LAST MONTH we reported on the staggering rise in infrastructure costs since Britain’s railways were fragmented and privatised in the 1990s (RG 9.03 p553). This owes much to relentless political, regulatory and even judicial pressure to spend unlimited sums and accept huge disruption of services in the name of safety, putting the future development of the UK network seriously at risk.

We believe this message is at last getting through to the highest levels of government. On August 22, the recently-appointed Minister for Transport Kim Howells was interviewed on BBC Radio 4’s flagship Today programme, and he made it quite clear that the era of demanding rail safety at any price was over. ’We’ve got a situation where [rail] is probably the most safe form of travel that there is anywhere, and yet we look at every single incident as if it’s the end of civilisation’, he protested.

Warming to his theme, Howells asked ’are we to be paralysed from now on in terms of the way in which we conduct the railway’s business in this country? Or are we to be sensible about it and say: look, sure, there will be accidents. What we’ve got to do is make them absolutely minimal, and get on with the task of getting millions and millions people around this country day after day.’

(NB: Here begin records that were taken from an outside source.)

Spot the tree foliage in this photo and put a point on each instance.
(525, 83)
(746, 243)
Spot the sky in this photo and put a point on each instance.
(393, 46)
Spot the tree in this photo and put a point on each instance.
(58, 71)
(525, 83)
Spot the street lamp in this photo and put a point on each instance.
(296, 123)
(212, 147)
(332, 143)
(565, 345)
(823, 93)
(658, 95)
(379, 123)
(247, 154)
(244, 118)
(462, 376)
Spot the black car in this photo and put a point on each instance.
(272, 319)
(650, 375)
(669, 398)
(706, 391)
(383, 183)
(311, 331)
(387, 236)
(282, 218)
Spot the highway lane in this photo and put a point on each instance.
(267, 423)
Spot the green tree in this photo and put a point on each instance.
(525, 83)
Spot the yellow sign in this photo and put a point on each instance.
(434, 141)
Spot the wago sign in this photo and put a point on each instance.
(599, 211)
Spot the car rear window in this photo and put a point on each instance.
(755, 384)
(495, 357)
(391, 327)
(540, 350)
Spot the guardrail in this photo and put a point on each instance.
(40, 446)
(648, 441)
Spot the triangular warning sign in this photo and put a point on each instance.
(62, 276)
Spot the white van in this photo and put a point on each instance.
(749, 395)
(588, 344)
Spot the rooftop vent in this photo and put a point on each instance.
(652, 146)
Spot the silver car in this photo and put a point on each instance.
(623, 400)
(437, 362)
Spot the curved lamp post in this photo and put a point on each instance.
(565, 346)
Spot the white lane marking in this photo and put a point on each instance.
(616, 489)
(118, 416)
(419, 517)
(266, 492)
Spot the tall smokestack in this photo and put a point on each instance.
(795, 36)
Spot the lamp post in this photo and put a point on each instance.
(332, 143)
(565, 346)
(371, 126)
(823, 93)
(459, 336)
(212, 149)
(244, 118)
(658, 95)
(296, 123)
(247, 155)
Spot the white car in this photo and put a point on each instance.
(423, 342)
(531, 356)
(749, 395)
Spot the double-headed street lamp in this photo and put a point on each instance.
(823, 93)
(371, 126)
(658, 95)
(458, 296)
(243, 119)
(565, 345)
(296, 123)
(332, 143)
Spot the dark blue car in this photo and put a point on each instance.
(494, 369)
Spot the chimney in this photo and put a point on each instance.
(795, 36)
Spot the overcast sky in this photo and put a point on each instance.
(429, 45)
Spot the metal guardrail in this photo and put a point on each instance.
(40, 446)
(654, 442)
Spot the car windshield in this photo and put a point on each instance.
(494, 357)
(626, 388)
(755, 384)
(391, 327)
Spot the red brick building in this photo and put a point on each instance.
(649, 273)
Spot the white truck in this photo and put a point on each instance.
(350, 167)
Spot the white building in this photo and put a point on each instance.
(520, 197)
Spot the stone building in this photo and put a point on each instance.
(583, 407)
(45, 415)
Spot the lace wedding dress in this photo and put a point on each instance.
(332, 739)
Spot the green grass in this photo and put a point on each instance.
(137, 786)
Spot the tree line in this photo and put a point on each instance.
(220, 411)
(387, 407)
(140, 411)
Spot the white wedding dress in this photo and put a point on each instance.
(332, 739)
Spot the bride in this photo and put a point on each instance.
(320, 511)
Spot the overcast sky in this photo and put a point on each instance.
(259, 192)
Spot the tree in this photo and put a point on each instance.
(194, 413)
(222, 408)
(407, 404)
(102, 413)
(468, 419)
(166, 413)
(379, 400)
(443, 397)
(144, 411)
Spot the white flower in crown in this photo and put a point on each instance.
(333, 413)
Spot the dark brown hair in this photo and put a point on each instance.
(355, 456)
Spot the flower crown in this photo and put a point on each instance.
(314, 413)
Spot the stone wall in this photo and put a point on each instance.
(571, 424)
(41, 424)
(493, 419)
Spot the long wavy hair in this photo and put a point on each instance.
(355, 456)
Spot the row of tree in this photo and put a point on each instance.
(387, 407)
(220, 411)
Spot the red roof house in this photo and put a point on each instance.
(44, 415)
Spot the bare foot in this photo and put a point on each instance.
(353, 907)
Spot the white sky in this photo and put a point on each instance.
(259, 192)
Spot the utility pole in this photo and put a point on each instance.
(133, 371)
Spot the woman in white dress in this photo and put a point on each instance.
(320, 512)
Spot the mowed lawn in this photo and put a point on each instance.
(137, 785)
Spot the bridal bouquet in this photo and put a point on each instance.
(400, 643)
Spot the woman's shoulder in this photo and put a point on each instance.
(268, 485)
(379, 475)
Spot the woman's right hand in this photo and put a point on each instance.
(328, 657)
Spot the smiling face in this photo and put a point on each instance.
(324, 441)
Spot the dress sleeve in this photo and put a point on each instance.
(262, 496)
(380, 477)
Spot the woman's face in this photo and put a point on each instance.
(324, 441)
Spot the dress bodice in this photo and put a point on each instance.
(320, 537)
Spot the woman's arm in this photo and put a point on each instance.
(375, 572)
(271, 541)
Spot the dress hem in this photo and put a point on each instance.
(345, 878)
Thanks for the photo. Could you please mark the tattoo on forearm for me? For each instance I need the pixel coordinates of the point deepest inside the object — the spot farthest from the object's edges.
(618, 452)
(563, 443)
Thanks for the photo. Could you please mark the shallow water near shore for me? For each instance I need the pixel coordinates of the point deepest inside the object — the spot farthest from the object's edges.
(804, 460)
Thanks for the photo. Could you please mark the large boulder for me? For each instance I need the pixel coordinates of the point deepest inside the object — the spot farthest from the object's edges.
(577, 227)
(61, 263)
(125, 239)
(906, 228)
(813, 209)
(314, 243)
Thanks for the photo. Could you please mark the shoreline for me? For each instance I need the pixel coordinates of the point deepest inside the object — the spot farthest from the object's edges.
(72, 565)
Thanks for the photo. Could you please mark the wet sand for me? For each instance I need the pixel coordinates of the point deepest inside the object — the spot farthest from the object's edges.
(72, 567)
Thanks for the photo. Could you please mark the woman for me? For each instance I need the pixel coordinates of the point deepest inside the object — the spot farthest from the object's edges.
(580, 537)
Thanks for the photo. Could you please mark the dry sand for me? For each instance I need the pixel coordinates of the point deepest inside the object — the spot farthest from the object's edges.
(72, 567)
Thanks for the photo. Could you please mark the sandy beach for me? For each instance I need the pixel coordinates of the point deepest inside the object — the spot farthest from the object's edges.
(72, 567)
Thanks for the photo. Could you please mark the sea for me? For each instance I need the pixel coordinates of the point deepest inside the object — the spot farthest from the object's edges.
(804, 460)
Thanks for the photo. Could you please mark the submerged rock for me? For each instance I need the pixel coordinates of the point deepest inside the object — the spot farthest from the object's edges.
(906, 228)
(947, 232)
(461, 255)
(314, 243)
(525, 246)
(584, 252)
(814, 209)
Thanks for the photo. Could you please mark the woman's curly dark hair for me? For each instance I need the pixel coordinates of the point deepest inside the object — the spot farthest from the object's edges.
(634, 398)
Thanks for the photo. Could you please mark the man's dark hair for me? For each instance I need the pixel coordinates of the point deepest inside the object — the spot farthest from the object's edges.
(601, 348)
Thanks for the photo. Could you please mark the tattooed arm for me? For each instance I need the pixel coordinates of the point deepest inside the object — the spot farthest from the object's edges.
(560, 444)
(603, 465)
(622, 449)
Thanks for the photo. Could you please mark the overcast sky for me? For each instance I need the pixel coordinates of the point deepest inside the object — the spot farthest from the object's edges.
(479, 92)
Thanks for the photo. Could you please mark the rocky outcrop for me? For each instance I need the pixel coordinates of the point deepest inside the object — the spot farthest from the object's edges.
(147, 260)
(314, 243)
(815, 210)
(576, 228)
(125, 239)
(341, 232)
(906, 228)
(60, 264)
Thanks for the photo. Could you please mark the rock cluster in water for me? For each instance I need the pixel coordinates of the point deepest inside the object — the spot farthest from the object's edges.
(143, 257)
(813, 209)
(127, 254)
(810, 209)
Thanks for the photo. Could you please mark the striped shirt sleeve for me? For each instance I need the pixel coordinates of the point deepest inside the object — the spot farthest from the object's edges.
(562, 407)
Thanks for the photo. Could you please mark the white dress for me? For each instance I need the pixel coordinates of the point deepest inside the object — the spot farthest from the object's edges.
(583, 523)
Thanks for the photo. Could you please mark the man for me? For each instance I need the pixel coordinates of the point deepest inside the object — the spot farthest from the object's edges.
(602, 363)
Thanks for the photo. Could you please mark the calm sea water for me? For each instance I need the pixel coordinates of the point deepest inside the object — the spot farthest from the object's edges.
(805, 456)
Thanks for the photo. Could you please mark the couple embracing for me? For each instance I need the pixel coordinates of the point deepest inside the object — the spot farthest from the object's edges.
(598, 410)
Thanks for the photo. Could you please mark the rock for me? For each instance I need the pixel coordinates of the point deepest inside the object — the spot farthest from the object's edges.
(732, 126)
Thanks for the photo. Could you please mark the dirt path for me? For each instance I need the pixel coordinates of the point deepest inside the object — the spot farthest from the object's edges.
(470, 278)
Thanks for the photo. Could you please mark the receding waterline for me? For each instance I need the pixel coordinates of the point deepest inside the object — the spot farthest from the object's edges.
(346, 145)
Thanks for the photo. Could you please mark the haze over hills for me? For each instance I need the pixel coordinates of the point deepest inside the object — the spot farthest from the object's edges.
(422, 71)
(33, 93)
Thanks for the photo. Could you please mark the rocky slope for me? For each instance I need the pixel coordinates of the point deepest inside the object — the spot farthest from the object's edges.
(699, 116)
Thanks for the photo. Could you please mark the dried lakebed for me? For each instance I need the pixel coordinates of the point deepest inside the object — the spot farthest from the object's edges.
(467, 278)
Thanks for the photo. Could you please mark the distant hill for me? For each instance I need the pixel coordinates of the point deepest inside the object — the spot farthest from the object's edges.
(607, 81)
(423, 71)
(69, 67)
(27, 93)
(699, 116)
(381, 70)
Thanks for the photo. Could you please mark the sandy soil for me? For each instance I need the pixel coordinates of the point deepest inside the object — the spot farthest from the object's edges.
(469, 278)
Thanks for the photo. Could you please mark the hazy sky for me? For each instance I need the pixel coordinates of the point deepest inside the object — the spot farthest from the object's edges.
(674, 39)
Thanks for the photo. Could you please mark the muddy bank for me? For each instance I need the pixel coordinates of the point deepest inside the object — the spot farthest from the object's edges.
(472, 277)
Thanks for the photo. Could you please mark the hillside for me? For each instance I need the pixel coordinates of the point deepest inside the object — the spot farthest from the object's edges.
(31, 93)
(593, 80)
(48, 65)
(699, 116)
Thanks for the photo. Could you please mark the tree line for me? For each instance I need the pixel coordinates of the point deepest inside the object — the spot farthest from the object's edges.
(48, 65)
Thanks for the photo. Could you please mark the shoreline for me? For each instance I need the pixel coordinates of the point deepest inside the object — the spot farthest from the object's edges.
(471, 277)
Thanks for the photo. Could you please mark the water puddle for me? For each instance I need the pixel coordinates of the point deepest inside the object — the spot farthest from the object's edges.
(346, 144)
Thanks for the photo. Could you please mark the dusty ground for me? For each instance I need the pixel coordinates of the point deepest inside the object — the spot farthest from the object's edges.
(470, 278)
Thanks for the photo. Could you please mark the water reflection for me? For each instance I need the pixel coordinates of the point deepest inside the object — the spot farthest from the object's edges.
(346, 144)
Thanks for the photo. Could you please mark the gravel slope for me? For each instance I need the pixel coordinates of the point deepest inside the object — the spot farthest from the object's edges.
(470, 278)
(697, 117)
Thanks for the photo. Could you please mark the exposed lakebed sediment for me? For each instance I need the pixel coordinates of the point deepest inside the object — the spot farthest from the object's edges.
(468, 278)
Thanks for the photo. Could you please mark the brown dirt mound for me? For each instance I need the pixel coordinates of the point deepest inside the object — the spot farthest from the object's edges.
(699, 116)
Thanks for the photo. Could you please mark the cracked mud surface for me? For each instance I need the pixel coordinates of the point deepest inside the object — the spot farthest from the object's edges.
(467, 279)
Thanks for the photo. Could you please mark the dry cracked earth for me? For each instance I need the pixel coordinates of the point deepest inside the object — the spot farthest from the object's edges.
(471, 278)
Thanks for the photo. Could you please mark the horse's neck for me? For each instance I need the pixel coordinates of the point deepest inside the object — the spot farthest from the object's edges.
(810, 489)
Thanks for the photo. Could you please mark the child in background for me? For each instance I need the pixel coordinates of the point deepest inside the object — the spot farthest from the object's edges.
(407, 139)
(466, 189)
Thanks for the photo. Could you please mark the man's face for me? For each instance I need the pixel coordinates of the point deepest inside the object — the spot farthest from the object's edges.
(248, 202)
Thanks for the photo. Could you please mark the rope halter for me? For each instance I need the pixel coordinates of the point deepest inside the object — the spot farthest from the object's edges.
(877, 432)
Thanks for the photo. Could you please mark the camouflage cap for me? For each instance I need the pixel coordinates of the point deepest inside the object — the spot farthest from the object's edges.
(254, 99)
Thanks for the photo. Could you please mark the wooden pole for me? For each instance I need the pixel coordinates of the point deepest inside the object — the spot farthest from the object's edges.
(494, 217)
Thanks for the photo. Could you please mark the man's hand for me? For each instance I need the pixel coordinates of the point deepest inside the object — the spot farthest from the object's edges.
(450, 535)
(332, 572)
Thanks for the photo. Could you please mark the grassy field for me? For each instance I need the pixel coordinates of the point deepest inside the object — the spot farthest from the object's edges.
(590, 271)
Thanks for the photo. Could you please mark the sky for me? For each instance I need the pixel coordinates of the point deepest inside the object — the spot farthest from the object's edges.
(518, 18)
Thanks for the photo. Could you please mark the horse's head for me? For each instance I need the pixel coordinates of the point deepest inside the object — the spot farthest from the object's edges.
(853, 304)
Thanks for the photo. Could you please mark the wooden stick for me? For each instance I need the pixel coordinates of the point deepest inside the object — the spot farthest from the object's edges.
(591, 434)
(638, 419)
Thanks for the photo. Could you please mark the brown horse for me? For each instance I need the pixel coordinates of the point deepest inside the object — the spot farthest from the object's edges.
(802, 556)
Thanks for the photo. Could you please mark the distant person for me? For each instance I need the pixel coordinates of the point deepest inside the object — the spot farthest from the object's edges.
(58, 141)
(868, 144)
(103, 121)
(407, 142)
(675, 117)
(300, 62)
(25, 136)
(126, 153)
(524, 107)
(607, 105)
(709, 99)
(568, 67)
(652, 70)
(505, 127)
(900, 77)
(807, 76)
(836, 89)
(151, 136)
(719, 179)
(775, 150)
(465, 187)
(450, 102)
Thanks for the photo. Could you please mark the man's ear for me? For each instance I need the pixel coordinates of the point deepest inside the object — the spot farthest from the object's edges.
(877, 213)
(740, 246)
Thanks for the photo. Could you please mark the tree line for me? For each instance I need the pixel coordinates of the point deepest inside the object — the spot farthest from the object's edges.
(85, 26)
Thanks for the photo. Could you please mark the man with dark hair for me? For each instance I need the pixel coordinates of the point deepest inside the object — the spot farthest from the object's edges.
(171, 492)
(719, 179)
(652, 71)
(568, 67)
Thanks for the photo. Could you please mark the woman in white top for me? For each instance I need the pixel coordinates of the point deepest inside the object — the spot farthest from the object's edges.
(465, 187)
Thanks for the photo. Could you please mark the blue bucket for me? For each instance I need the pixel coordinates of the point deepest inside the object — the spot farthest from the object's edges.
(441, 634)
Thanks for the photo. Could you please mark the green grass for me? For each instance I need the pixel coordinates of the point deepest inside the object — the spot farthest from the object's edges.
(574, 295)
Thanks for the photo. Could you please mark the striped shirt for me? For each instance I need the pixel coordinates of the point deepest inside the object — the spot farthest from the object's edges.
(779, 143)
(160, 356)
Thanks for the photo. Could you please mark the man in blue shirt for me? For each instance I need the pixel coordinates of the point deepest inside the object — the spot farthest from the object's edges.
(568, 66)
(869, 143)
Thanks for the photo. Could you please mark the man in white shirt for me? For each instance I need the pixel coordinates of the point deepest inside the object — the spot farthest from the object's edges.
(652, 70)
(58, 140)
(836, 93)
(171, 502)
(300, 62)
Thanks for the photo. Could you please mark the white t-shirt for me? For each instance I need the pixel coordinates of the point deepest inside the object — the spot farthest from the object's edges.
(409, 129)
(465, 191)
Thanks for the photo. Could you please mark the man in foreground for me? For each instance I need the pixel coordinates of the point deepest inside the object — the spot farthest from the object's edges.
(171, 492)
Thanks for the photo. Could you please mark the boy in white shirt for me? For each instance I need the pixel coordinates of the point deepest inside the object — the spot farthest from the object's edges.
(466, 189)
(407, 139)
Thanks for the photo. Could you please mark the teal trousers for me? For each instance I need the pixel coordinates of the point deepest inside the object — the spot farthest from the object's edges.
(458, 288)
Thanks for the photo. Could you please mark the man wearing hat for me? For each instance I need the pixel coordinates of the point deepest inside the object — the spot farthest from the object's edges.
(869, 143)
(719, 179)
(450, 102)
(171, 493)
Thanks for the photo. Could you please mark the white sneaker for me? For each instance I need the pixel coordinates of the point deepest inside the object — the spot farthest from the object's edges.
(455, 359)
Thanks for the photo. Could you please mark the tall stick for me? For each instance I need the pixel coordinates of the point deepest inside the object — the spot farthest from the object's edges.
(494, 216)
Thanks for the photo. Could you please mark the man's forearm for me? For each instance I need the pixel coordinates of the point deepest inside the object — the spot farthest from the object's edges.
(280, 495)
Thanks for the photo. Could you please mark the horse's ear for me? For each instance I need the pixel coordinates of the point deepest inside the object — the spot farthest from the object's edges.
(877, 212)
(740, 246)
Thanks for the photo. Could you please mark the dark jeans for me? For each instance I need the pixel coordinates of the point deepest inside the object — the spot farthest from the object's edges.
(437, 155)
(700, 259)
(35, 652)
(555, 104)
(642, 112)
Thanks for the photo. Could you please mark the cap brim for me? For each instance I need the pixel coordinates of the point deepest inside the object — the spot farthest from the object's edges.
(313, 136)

’So you’re saying, quite clearly, we should re-assess our attitude to rail safety?’, the minister was asked. ’It’s a very safe form of travel, and yet we regard it as if it’s some kind of terrible monster that’s waiting to chew us all up’, Howells replied. ’We mustn’t paralyse ourselves and our whole rail network by being terrified of even admitting that occasionally an accident will occur, because of course it will - that’s the way life happens.’

Howells came to Transport with a reputation for speaking his mind, so was he talking out of turn? Not so. When the same interviewer put that question to his boss, Secretary of State for Transport Alistair Darling, on September 16 he insisted that ’what Kim Howells said was absolutely right, and I think most people thought he was being extremely realistic about it.’ Darling believed that ’we’ve got to get these things into perspective, and you know, the only absolutely safe train is one that sits at the platform.’